Neste sentido a noção de inclusão, tal qual trabalhada aqui, não se confunde com a noção de integração norteadora dos “antigos” caminhos da educação. De fato, a antiga noção de integração do individuo à sociedade, não leva em consideração as particularidades e diferenças que são características sociais marcantes da formação social humana. Exatamente levando em conta

tais diversidades como componentes centrais da formação do ator social participativo, é que Touraine (1999) aponta os princípios desta educação includente do sujeito, mostrando que, em primeiro lugar, a escola deve reconhecer a existência de demandas individuais e coletivas, reforçando a liberdade pessoal do sujeito, aproveitando potencialidades e trabalhando saberes e competências. Desta forma, o individuo não passa por um processo de construção de uma padronização civilizatória, mas aprende a trabalhar dentro de sua especificidade num contexto grupal e social.
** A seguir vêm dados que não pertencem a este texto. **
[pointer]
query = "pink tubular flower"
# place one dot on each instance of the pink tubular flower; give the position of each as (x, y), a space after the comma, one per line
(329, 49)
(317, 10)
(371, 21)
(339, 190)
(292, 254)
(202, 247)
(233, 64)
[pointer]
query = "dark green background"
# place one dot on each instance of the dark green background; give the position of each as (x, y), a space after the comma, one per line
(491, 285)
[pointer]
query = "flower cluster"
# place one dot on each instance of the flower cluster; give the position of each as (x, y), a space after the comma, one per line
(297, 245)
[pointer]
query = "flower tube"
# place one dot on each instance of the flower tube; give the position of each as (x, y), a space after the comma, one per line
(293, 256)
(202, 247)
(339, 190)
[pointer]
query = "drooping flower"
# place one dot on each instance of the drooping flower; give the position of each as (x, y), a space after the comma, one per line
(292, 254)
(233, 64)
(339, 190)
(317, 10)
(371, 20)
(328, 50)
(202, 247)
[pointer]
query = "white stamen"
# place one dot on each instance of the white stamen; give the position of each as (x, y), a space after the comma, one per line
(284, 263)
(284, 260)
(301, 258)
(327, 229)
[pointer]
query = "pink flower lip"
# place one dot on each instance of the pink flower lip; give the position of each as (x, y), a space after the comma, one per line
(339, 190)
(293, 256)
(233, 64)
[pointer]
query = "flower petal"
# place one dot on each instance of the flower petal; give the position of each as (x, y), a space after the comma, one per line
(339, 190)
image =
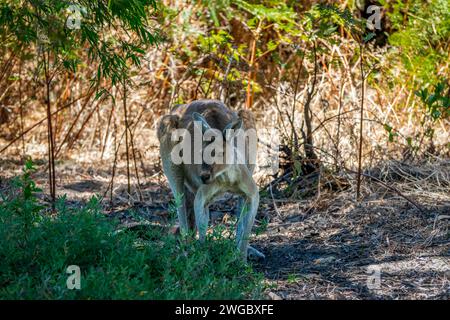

Também é fundamental, segundo ele (1999), que se construa uma educação que leve em conta a diversidade, seja ela histórica ou cultural, e o reconhecimento do outro. Segundo este segundo princípio, é justamente na diversidade que está pautada uma das maiores armas desta educação includente: ao trabalhar a diversidade do sujeito desde o seu ingresso no universo estudantil, automaticamente se estará preparando tal sujeito para um convívio social com o diferente e para o respeito pelo outro. Estes dois elementos, conforme visto anteriormente, são fundamentais para a inclusão de um ator social participante de um mundo global.

Assim fazendo, se estará construindo uma educação que trabalha numa perspectiva realista e não idealizada das situações coletivas e pessoais, re- situando assim os conhecimentos que a partir de então são aplicados a situações histórico-sociais concretas. Este terceiro princípio trabalha exatamente as oportunidades de participação, ou seja, de inclusão social. Só a correta percepção das diferenças de condições e de oportunidades é que nos permite trabalhar, via educação, tais diferenças de forma realista para que, sem seguir uma diretriz de nivelamento ou de enquadramento do ser ao social, possa-se criar um leque de oportunidades de participação do diferente e assim uma efetiva inclusão (TOURAINE, 1999).

Portanto, é necessário que primeiro a educação se reveja e se recoloque no mundo moderno para posteriormente poder exercer seu papel de potencializadora de processos de inclusão. Para que isso aconteça realmente considera-se ser necessária uma atuação sistêmica da escola.

Isso significa uma escola efetivamente inserida em seu contexto social, conhecedora do universo local no qual atua, mas também informada sobre o

universo global com o qual se relaciona. Isso significa uma escola capaz de agrupar em seu entorno todos os diferentes atores que possam solidificar suas ações e dar respaldo a suas estratégias. Isso significa uma escola capaz de vencer o desencanto com a esperança. Isso significa uma escola capaz de se planejar segundo esta percepção integrando o planejamento global a uma realidade mais pontual e localizada. Para isso é preciso que se concretize a autonomia escolar, que se qualifiquem os profissionais envolvidos e que se trabalhe internamente este olhar sistêmico da realidade escolar. Só assim, a escola poderá efetivamente rever seu papel e sua atuação e ao fazê-lo se tornar elemento concreto de inclusão social.

É provável, então, que o desafio seja trabalhar por uma educação includente e integradora num mundo mais rápido, dinâmico, ágil e flexível em um mundo no qual as relações parecem cada vez mais se constituírem em relações mínimas, a exemplo da fábrica mínima ou do Estado Mínimo. Uma educação includente e integradora neste contexto vai justamente de encontro a este movimento mundial de realização da fluidez e do império do minimalismo, já que para acontecer realmente ela não pode ter como meta o “cidadão mínimo” e sim o homem pleno, sujeito e ator efetivo do universo social do qual participa em nível local e global (FRIGOTTO, 2005, p.26). Por isso, se faz imperativa uma revisão de papéis e uma re-leitura das relações socialmente postas. É neste sentido que se discutem aqui a exclusão, o papel das empresas, a educação e, por fim, a plena inclusão social.